Today, the International Monetary Fund (IMF) said that the latest trade tariffs that are being enforced by Donald Trump, the President of the United States of America, risked seriously affecting global economic growth.
Christine Lagarde, the managing director of the IMF, said that she is set to deliver a report on how the global economy has been so far affected by the trade tariffs to the finance ministers of the G20 and central bank governors during a meeting that is set to be held in Buenos Aires.
While explaining the said report, Lagarde stated: “It certainly indicates the impact that it could have on GDP (gross domestic product), which in the worst case scenario under current measures is in the range of 0.5 per cent of GDP on a global basis.”

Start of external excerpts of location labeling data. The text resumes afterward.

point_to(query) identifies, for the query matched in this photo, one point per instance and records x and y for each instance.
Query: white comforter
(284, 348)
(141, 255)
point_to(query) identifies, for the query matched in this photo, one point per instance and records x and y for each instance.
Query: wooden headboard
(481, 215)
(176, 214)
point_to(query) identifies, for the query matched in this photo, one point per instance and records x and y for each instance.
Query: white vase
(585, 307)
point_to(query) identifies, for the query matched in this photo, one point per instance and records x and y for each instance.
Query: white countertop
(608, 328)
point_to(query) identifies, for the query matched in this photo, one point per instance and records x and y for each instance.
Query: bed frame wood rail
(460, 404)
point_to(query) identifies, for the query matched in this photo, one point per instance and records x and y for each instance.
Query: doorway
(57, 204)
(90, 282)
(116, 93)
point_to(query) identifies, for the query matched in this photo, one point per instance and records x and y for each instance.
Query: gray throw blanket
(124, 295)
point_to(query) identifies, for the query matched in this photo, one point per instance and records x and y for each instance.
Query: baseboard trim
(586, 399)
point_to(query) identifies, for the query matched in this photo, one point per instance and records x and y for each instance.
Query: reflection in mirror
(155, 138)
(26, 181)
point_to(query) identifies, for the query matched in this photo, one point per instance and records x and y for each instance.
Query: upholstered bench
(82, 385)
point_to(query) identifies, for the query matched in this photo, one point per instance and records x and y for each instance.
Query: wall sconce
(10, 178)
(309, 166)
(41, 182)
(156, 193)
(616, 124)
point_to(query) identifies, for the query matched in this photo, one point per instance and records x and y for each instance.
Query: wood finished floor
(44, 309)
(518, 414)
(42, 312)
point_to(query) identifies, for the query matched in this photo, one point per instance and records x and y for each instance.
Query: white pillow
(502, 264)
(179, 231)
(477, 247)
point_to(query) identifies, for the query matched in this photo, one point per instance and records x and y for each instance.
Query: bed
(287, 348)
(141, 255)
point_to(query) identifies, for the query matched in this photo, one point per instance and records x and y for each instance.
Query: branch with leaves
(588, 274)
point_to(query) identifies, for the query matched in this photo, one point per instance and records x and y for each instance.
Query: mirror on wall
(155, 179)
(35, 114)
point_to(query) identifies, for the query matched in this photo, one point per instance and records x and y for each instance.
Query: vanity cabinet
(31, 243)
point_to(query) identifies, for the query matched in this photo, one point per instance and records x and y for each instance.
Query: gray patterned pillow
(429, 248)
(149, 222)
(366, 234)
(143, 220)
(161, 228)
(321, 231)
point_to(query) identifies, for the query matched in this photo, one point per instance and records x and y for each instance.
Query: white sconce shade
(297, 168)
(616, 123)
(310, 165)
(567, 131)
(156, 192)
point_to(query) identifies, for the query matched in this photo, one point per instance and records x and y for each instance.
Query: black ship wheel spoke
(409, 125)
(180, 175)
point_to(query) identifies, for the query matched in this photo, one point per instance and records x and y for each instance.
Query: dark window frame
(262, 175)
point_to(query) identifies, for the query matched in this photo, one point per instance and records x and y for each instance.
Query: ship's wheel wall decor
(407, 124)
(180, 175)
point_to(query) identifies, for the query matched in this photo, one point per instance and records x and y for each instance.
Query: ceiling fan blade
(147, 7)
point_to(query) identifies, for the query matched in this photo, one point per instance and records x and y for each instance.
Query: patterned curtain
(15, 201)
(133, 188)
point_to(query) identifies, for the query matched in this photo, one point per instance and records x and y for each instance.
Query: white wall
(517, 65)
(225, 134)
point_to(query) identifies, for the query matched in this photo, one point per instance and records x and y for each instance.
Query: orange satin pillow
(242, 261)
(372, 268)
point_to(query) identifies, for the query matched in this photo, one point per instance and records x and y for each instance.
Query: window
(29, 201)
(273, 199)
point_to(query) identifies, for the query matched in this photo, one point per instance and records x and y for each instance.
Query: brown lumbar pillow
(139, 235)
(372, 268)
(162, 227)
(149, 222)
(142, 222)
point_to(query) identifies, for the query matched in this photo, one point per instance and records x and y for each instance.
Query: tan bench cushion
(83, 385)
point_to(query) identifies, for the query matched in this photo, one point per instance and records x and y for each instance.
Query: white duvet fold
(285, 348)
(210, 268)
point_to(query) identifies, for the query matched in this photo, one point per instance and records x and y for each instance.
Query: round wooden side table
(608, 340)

The comments of the IMF director comes a day after President Trump further intensified his aggressive trade dispute with China as he threatened to impose tariffs on all $500 billion of exports of China to the United States. This comes after tariffs have already been imposed on approximately $34 billion worth of goods.
Steven Mnuchin, the treasury minister of the United States, is aiming to push the G7 allies to take on more aggressive actions against China, even though it is not likely that they will take action because of the tariffs imposed by the US on the imports of steel and aluminium from Canada and the European Union.
During the last time that the G20 met, there was no solid agreement that was made regarding trade policy except for a statement that there would be “further dialogue” on the said matter.
Today, Mnuchin informed reporters that he had not observed a macroeconomic effect on the United States from the tariffs that it imposed on steel, aluminium and on the goods from China.